When you feel FOMO coming on, ask yourself if the trigger is really something you wish you were doing yourself, or if the sudden recollection of the great number of choices in life has simply brought on a moment of insecurity about your own.
If it’s the latter, taking a moment to reaffirm your decision is all it takes to chase the FOMO away.
Keep in mind that your FOMO trigger may not relate directly to something you wish you were doing yourself, but can instead point more broadly to something you want to change about your life.
Examine the source of your FOMO before dismissing it; there may be a good reason you feel insecure about your decisions.

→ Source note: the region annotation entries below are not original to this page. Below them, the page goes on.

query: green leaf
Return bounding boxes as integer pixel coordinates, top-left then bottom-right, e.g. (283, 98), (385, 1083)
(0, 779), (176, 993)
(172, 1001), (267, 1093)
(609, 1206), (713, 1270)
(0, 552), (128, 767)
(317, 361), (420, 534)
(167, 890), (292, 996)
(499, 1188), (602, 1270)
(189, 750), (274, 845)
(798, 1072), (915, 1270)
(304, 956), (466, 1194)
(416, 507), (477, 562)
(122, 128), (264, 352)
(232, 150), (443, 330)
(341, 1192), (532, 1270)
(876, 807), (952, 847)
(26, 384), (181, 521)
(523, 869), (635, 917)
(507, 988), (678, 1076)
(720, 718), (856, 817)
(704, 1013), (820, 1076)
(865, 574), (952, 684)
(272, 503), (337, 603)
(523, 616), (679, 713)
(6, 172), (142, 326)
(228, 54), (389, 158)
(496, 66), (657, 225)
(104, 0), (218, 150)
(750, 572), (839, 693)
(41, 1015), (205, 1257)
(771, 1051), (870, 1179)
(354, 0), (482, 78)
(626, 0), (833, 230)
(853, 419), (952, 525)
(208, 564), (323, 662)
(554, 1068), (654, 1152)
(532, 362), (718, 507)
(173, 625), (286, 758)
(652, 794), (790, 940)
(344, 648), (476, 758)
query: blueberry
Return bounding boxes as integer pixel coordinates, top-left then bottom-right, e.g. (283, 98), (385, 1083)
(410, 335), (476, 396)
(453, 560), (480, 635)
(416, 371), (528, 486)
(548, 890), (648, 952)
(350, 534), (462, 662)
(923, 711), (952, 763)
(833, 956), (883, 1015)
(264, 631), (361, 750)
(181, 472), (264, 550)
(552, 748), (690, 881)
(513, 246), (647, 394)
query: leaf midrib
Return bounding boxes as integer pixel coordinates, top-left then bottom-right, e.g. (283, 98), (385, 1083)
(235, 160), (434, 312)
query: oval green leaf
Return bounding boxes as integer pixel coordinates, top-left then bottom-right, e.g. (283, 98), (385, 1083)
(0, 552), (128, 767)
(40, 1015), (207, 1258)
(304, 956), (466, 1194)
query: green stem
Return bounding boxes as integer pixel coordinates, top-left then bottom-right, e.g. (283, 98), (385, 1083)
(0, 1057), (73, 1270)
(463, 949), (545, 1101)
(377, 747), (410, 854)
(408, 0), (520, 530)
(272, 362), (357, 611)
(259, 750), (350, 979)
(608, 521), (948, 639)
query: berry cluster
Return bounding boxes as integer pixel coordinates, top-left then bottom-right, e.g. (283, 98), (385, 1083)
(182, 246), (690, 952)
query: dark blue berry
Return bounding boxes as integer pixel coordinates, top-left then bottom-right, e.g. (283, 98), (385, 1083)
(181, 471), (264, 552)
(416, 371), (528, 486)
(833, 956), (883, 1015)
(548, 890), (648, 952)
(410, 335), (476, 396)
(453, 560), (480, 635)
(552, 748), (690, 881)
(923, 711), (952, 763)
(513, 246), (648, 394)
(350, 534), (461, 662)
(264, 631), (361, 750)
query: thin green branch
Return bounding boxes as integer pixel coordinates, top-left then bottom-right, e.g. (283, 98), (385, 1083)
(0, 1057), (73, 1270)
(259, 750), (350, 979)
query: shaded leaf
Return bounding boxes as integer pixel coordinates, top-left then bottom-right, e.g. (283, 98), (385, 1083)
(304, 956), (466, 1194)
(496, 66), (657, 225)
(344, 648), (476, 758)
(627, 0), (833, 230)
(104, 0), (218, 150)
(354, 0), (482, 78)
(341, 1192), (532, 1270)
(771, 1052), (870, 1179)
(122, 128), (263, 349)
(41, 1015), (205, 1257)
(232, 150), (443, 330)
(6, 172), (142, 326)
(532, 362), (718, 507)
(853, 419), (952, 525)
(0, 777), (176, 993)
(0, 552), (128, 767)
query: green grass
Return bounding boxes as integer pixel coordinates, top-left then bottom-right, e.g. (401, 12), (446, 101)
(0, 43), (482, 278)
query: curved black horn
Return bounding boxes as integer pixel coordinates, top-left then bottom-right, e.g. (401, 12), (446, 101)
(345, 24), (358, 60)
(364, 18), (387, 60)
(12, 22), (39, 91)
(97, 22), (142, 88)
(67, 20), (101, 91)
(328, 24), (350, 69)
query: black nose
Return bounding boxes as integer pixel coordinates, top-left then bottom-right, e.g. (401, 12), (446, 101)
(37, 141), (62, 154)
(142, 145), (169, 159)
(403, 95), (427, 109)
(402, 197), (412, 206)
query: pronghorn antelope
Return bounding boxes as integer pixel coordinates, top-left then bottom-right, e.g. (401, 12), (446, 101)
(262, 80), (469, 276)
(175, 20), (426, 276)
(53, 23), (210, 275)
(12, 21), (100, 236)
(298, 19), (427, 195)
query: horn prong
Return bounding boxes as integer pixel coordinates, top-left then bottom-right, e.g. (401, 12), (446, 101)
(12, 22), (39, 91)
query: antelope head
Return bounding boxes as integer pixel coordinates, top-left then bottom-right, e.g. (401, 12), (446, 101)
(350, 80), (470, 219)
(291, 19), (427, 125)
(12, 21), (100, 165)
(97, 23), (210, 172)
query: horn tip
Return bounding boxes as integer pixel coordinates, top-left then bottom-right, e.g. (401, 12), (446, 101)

Embrace the idea of different seasons in your life.
If there’s something from a previous season in your life that you once enjoyed but doesn’t fit into it right now, instead of spending your time worried about what you’re missing out on, make the most of the uniqueness of your current season.
What you see online is a groomed and sanitized image of someone else’s life. Measuring the entirety of your life against this cherry-picked peek of another’s is a recipe for feeling inadequate.
Social media outlets are merely tools – ones that can add or detract from your life depending on whether or not you deploy them wisely.
Try to focus on gratitude to turn your attention so that you appreciate the real world and not turn to Facebook.
The inevitable comparisons to the fake lives on Facebook makes you feel you have less. Contemplating what you are lucky to already possess makes you feel you have more.
When you feel FOMO coming on, remind yourself that practically every image you see on practically any screen is likely misleading.
The human experience depicted by the media is never the whole truth — and often an outright lie.